A group within a contractor at INL, has achieved a new record by working more than a dozen years without a recordable injury or first-aid incident.
Office of Environmental Management
January 15, 2019![Fluor Idaho employees hold up their DOE Voluntary Protection Program flag.](/sites/default/files/styles/full_article_width/public/2019/01/f58/Photo%201%20-%20FLUOR_VPPFLAGRAISING_OCT2018%20Small_700%20pixels_cropped.jpg?itok=9j3F2cfl)
IDAHO FALLS, Idaho – A group within Fluor Idaho, EM’s cleanup contractor at the Idaho National Laboratory (INL) Site, has achieved a new record by working more than a dozen years without a recordable injury or first-aid incident.
The Environmental Restoration (ER) program, which at times has consisted of as many as 100 employees, makes safety crucial to daily work. Some of the current staff of 20 employees participate in a stretch routine before work at Fluor Idaho’s Idaho Falls office building to prevent repetitive strain injury, common in office environments.
ER program personnel also conduct safety briefings to identify and mitigate hazards before working outdoors at the 890-square-mile INL Site. Such work activities include surveillance walk-downs on the desert terrain, collecting water samples from aquifer monitoring wells — some of which are more than 1,000 feet deep — and maintaining previously completed cleanup sites. In addition, summer brings the risk of bee stings, rattlesnakes, and heat stress.
“ER program employees are like a family,” Fluor Idaho Director Marc Jewett said. “They look out for each other and employ the buddy system whenever necessary to protect their colleagues.”
Fluor Idaho Field Team Leader Danny Smith said pre- and post-job briefings are key to the ER program’s safety success.
“Following our pre-job briefings, everyone involved with our field work knows what their responsibilities are,” he said. “At our post-job briefings, which are completed after each field event, we sit down and discuss what went right and how can we improve, and we document it.”

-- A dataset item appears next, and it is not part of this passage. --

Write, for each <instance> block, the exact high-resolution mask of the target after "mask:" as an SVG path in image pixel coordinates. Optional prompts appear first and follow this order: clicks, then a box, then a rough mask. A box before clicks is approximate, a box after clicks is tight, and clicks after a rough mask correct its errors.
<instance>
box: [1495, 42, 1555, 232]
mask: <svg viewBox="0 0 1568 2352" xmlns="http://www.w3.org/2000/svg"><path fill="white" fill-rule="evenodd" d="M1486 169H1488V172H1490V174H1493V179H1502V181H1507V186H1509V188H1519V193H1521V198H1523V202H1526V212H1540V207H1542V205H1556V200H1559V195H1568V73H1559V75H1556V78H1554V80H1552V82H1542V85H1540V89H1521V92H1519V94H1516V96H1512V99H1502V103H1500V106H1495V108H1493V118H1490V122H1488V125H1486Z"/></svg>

![The National Safety Council recognized Fluor Idaho employees for working 1 million hours without occupational injury or illness involving days away from work.](/sites/default/files/styles/full_article_width/public/2019/01/f58/Photo%202%20-%20FLUOR_VPPFLAGRAISING_OCT2018%2078_Plaquecropped_700%20pixels.jpg?itok=7oojZW_N)
In a related development, DOE’s Voluntary Protection Program (VPP) honored Fluor Idaho with its distinguished Superior Star Award and recognized the contractor for surpassing 1 million safe work hours during a nearly four-month period in 2018. Recipients of the award have a recordable incident injury rate that is at least 50 percent better than the industry average.
Fluor Idaho President Fred Hughes said he has been working with Jewett to apply some ER program safety initiatives to the entire company.
“They are obviously doing things right,” Hughes said. “We, as a company, can learn from their successes, and we won’t be satisfied until we lead DOE in safe and compliant operations.”
VPP began in 1994 to promote improved safety and health performance through publicly recognizing outstanding programs. Since that time, DOE has seen improved labor and management relations, reduced workplace injuries and illnesses, increased employee involvement, improved morale, and reduced absenteeism at participating sites.